Sfrecciando con la mia bicicletta, lungo la ciclabile di Viale Verdi, ho incrociato il manifesto della mostra dedicata a Van Gogh. L’uomo e la terra che aprirà in ottobre a Palazzo Reale di Milano.
Ecco un bel tema: l’uomo e la terra! Soprattutto in una zona come quella novarese così ricca dal punto di vista agricolo ed enogastronomico… e soprattutto rileggendo le lettere di Van Gogh.
Una delle opere più conosciute di Van Gogh è I mangiatori di patate, realizzata nell’aprile del 1885 e oggi conservata nel Museo Van Gogh di Amsterdam. Leggiamo come l’artista stesso ne scrive il 30 aprile 1885 da Neunen al fratello Theo:
Caro Theo,
ti mando per il tuo compleanno i miei migliori auguri di salute e serenità. Avrei voluto mandarti in questa occasione il quadro dei mangiatori di patate ma, pur andando avanti bene, non è ancora finito.
Benché il quadro finale sia stato dipinto in un tempo relativamente breve e per la maggior parte a memoria, mi ci è voluto un intero inverno trascorso a dipingere studi di teste e mani per poterlo fare. Quanto ai pochi giorni in cui l’ho dipinto, è stata una vera battaglia, ho temuto di non riuscirci. Dipingere è anche un agir-créer.
[…] Ho cercato di sottolineare come questa gente che mangia patate al lume della lampada, ha zappato la terra con le stesse mani che ora protende nel piatto, e quindi parlo di lavoro manuale e di come essi si siano onestamente guadagnato il cibo.
Ho voluto rendere l’idea di un modo di vivere che è del tutto diverso dal nostro di gente civile. Quindi non sono per nulla convinto che debba piacere a tutti o che tutti lo ammirino subito.
Per tutto l’inverno ho avuto le fila di questo tessuto in mano e ho cercato il disegno definitivo; e benché ne sia venuto fuori un tessuto dall’aspetto piuttosto rozzo, tuttavia i fili sono stati scelti accuratamente e secondo certe regole. Potrà dimostrarsi un vero quadro contadino. So che lo è. Chi preferisce vedere i contadini col vestito della domenica faccia pure come vuole. Personalmente sono convinto che i risultati migliori si ottengano dipingendoli in tutta la loro rozzezza piuttosto che dando loro un aspetto convenzionalmente aggraziato.

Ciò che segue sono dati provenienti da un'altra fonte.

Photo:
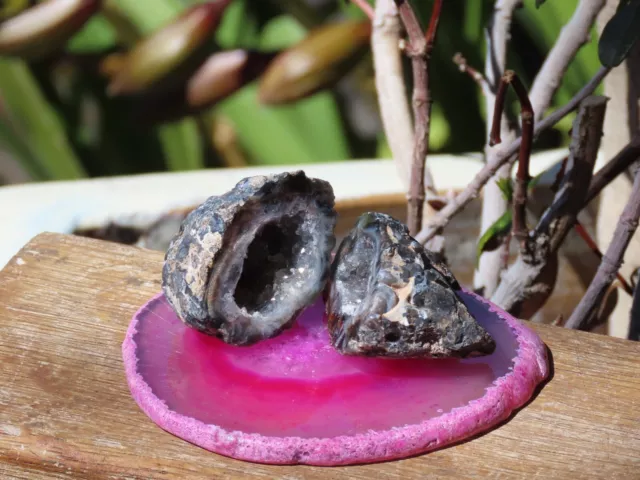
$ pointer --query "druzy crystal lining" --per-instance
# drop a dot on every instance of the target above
(294, 399)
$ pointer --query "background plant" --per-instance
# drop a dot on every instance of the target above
(58, 122)
(117, 87)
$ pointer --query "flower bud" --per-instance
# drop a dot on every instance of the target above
(166, 57)
(224, 73)
(218, 77)
(10, 8)
(44, 28)
(317, 62)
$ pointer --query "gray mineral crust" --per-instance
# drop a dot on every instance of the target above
(245, 263)
(390, 297)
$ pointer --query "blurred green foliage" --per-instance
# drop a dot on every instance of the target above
(57, 120)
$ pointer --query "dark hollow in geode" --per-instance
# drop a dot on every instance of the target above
(245, 263)
(390, 297)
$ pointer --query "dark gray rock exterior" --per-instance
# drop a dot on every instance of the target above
(245, 263)
(389, 297)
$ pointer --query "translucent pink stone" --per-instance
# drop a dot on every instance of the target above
(294, 399)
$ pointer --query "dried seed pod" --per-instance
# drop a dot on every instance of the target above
(170, 55)
(245, 263)
(390, 297)
(45, 27)
(317, 62)
(220, 76)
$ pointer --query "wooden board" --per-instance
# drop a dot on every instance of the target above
(66, 411)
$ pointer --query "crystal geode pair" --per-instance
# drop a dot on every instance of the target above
(246, 263)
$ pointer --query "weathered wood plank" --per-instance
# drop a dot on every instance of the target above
(66, 412)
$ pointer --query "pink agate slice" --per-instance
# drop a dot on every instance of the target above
(293, 399)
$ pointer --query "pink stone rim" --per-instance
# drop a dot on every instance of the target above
(505, 395)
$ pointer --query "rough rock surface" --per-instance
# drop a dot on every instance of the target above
(245, 263)
(388, 296)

Penso che, più che da signora, una contadinella sia bella vestita com’è con la sua gonna e camicetta polverosa e rappezzata, azzurra, cui il maltempo, il vento e il sole danno i più delicati toni di colore. Se si veste da signora, perde il suo fascino particolare. Un contadino è più vero coi suoi abiti di fustagno tra i campi, che quando va a Messa la domenica con una sorta di abito da società.
Analogamente ritengo sia errato dare a un quadro di contadini una sorta di superficie liscia e convenzionale. Se un quadro di contadini sa di pancetta, fumo, vapori che si levano dalle patate bollenti – va bene, non è malsano; se una stalla sa di concime – va bene, è giusto che tale sia l’odore di stalla; se un campo sa di grano maturo, patate, guano o concime – va benone, soprattutto per gente di città.
Quadri del genere possono insegnare loro qualcosa. Un quadro non deve necessariamente essere profumato. […]
Ecco Van Gogh e la terra: un profondo rispetto per chi lavora e si nutre del proprio lavoro; per chi non dissimula; per chi sa trarre dalla fatica il nostro “pane quotidiano”.